Maddie was standing outside the door wearing just the bathing costume. ‘You didn’t mind me having a swim, did you?’
‘No, of course not, but we should go now. Richards will be wondering where we’ve got to.’ He stepped around her. ‘I’ll wait downstairs for you.’
‘I won’t be long,’ she said stripping off the bathing costume even before the door had closed.
He knew exactly what she was trying to do. Well, it wouldn’t work. Angie, Jack and Digby were waiting for him at home. He’d made his choice. He was happy with that choice, happy with his life and that was an end to it. Maddie was certainly a beautiful woman, but so was Angie. There were a thousand . . . a million beautiful women on the other side of the fence. He was just lucky that one of them had agreed to marry him and have his baby. Christ . . . she’d even taken a bullet for him. There was no way in hell he would ever betray her.
Chapter Fifteen
‘What time do you call this, numpty?’
‘Late?’ he ventured.
‘If you’d left it any later, it’d be tomorrow.’
He sat down on the plastic chair at the side of her bed. ‘I see you’re feeling a bit better?’
‘Where’s your new partner?’
‘Interim partner, and her name’s DC Isolde Koll. She’s in the canteen waiting for me.’
‘You do k
now they’re going to kill her?’
‘Yes.’ He opened his coat to reveal the shoulder holster with the Walther P99 sticking out of it.
‘Are you crazy?’
‘Probably.’
‘I hope that thing isn’t loaded.’
‘What good would a gun be without bullets?’
‘What are you planning to do with it?’
‘It’s called a gun. I’m going to protect my interim partner.’
‘You’re crazy.’
‘You’ve said that already.’
‘You’ve changed.’
‘They made me a Sergeant.’
‘They’re crazy as well.’
‘You must have recommended me.’
‘Now I know you’re crazy. I would never have done anything like that. You’re the worst partner I’ve ever had. So, tell me what a mess you’ve made of today then.’

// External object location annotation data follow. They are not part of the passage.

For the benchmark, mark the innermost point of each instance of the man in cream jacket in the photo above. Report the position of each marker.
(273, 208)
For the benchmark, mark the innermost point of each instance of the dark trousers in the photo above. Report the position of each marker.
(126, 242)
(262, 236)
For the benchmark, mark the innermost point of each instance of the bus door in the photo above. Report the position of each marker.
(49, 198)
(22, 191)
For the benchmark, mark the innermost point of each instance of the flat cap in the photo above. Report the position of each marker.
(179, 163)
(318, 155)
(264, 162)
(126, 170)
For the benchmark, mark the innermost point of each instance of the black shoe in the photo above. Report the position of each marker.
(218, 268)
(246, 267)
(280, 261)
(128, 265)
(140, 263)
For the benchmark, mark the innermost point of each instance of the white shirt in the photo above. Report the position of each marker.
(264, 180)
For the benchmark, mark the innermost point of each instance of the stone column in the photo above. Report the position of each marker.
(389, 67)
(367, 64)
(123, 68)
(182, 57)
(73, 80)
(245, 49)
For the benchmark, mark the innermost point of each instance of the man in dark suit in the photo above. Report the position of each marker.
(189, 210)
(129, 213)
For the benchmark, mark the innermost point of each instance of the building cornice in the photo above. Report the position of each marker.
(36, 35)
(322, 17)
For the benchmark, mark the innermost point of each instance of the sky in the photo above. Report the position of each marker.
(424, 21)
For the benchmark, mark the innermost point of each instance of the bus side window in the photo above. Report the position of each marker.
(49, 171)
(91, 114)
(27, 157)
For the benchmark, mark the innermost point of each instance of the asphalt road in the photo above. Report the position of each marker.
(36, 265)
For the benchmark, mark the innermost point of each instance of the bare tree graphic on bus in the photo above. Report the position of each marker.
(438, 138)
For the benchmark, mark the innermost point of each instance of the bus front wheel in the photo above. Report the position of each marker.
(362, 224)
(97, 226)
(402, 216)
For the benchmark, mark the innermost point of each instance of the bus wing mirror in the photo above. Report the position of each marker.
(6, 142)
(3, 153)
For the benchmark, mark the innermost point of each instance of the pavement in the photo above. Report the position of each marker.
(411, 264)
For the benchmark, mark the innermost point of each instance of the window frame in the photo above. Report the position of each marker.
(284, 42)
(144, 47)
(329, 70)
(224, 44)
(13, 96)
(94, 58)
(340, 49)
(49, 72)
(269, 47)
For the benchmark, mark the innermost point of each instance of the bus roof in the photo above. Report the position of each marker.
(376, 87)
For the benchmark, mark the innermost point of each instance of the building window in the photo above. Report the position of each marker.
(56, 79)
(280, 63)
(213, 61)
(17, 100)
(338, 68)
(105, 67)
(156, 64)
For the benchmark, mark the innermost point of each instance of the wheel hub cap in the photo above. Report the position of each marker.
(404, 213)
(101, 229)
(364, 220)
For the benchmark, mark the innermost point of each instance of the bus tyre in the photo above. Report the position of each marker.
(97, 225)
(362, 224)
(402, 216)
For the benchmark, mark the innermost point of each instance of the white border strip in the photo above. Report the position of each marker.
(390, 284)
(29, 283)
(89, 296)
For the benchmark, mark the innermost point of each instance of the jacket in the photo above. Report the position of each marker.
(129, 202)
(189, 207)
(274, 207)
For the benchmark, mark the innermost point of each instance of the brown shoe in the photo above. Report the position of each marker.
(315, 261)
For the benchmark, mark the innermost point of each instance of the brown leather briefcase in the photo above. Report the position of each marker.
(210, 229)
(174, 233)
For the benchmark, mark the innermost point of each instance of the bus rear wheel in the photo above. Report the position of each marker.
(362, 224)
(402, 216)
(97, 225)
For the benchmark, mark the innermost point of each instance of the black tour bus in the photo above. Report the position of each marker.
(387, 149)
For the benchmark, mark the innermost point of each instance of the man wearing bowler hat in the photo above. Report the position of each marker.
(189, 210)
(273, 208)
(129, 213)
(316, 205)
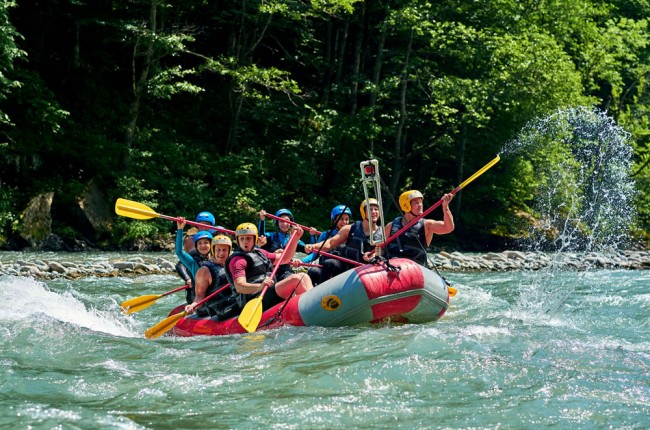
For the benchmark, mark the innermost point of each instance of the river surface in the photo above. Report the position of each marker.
(515, 350)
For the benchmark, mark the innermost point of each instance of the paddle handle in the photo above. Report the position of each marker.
(184, 287)
(309, 265)
(277, 218)
(338, 257)
(276, 267)
(439, 202)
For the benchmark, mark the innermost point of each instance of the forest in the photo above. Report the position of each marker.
(237, 106)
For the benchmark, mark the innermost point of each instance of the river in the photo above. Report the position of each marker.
(515, 350)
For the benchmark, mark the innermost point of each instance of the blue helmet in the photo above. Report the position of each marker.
(340, 209)
(202, 235)
(280, 213)
(205, 217)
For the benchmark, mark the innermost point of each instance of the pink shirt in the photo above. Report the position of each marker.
(238, 264)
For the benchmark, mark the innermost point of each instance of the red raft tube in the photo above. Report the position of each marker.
(366, 294)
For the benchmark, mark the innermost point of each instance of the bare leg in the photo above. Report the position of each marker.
(298, 282)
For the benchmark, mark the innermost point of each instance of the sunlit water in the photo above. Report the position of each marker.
(495, 360)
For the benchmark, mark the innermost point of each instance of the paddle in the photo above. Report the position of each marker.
(138, 303)
(252, 313)
(338, 257)
(277, 218)
(439, 202)
(137, 210)
(168, 323)
(301, 264)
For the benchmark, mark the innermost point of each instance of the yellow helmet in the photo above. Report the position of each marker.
(222, 240)
(245, 229)
(362, 208)
(406, 197)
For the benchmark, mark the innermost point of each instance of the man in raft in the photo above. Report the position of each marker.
(356, 238)
(249, 269)
(413, 243)
(210, 277)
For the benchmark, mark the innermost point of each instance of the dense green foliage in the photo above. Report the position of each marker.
(237, 106)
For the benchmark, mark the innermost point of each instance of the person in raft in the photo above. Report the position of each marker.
(277, 240)
(210, 277)
(340, 217)
(413, 243)
(249, 270)
(191, 263)
(188, 245)
(355, 237)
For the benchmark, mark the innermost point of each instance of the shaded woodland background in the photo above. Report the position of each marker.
(236, 106)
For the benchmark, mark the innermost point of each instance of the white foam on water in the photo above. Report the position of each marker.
(25, 298)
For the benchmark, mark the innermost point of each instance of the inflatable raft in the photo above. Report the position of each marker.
(366, 294)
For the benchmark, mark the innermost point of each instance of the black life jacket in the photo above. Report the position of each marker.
(190, 293)
(278, 241)
(334, 251)
(358, 243)
(258, 267)
(218, 305)
(411, 244)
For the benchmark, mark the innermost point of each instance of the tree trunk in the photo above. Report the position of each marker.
(376, 74)
(357, 60)
(401, 132)
(139, 83)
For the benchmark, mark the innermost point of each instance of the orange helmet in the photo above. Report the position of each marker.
(246, 229)
(222, 240)
(406, 197)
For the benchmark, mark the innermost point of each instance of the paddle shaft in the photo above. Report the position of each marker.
(257, 301)
(277, 266)
(439, 202)
(152, 213)
(277, 218)
(309, 265)
(338, 257)
(184, 287)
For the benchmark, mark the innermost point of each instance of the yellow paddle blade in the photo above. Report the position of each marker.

He told her first about the visit to see Samantha Morrow’s mother, about the estranged husband, about GeneTest and the possibilities that Morrow’s client list had opened up for them.
‘Sounds like . . .’
‘But then this afternoon a second person was shot on the A406, so we’re focussing on the killer instead of the victims now.’
‘You still need to profile the victims,’ Xena said.
‘I know.’
‘He’s choosing them for a reason.’
‘Maybe, maybe not. Maybe he makes himself comfortable, looks through the sights and shoots the first person who comes along.’
‘He could be doing that, but if he was he’d be more likely to keep pulling the trigger until he ran out of bullets and wouldn’t care if he was caught or not. The fact that he shoots one person and then pulls out, suggests that he’s choosing his targets and he doesn’t want to get caught.’
‘I was going to do victim profiles anyway.’
‘Of course you were. What about the other case?’
‘You’ll never believe this.’
‘If you’re involved I’m prepared to believe anything.’
He described the trapdoor that led to the room with the three children in cages.